CARTA to digitize extensive primate collection this summer
- 16 Jun 2009The unique collection was given to CARTA by the PFA Board of Directors. PFA Director Jo Fritz stated that the only requirement was that these resources be made available to the widest possible range of scientists interested in better understanding both humans and chimpanzees.
"We are very grateful to Jo Fritz for trusting CARTA and its mission by offering this unique collection of resources from captive chimpanzees," said Gagneux, who is also an assistant professor of cellular and molecular medicine at UC San Diego and a longtime collaborator with the PFA.
"It's always difficult to have an animal die, but to know that they will live on in science for eons to come makes it a bit easier," said Fritz.
CARTA Online Museum
Once digitized, the PFA chimpanzee collection will eventually be linked to CARTA's online Museum of Comparative Anthropogeny (MOCA). Together, these resources are a key part of an extensive website being developed by SDSC and CARTA researchers, providing scientists with detailed but easy-to-navigate comparisons between humans and other hominids, with the emphasis on uniquely human features.
"One of MOCA's goals is to catalog information about human-specific differences from great apes, which include chimpanzees, bonobos, gorillas, and orangutans," said John Moreland, a senior software engineer with SDSC. During the last eight months, Moreland has been developing the CARTA website while spearheading efforts to digitize valuable information and collections such as the PFA collection. "We're confident that housing such information in a single, web-based resource will lead to new insights and collaborative research on both a national and global scale, resulting in ethically-sound studies to explain these differences."
The structure of the CARTA website site was established by analyzing the core capability requirements of the CARTA project, and then defining a limited number of top-level menu items that would logically cluster all content into those primary focus areas to aid user navigation.

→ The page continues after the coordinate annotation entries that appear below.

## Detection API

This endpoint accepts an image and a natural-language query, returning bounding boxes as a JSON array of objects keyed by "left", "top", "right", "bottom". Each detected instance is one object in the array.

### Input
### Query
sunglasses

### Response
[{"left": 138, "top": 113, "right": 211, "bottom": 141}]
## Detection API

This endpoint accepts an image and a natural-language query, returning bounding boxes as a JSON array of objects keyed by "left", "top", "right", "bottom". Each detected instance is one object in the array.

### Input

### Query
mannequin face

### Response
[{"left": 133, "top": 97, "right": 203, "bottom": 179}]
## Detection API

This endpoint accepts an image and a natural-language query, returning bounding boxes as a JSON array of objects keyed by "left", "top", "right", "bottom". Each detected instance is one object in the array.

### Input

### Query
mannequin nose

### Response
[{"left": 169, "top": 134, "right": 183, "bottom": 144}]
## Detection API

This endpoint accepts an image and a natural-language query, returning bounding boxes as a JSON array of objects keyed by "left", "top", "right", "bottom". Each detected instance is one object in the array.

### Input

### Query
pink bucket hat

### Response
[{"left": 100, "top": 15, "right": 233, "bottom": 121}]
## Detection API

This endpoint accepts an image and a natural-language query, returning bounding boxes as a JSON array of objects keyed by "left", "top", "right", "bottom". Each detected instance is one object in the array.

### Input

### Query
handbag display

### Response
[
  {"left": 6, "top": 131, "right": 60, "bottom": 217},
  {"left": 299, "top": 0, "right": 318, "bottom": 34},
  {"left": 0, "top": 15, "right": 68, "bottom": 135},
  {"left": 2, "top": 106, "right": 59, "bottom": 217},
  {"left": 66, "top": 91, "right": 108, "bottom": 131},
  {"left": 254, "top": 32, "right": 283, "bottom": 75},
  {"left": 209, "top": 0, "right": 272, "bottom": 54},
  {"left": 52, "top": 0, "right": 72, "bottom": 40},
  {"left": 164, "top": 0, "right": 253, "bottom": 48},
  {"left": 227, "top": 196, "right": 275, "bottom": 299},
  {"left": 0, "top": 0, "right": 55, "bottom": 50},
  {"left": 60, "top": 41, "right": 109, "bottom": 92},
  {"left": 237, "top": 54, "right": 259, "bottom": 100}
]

The site was also designed to provide multi-tier content access mechanisms, enabling administrators to provide content-level access protections as well as site area access controls.
"Providing informatics support for efforts such as CARTA lies at the core of SDSC's mission to provide state of the art cyberinfrastructure for scientific data and information management," said Chaitan Baru, SDSC Distinguished Scientist, who leads the informatics efforts for CARTA.
The CARTA site features a calendar of events including future and past symposia, and bibliography of virtual libraries for Anthropogeny and Primatology. During the next several months, the site will be expanded to include details of the CARTA faculty's planned graduate specialization program, as well as the first phase of the MOCA project.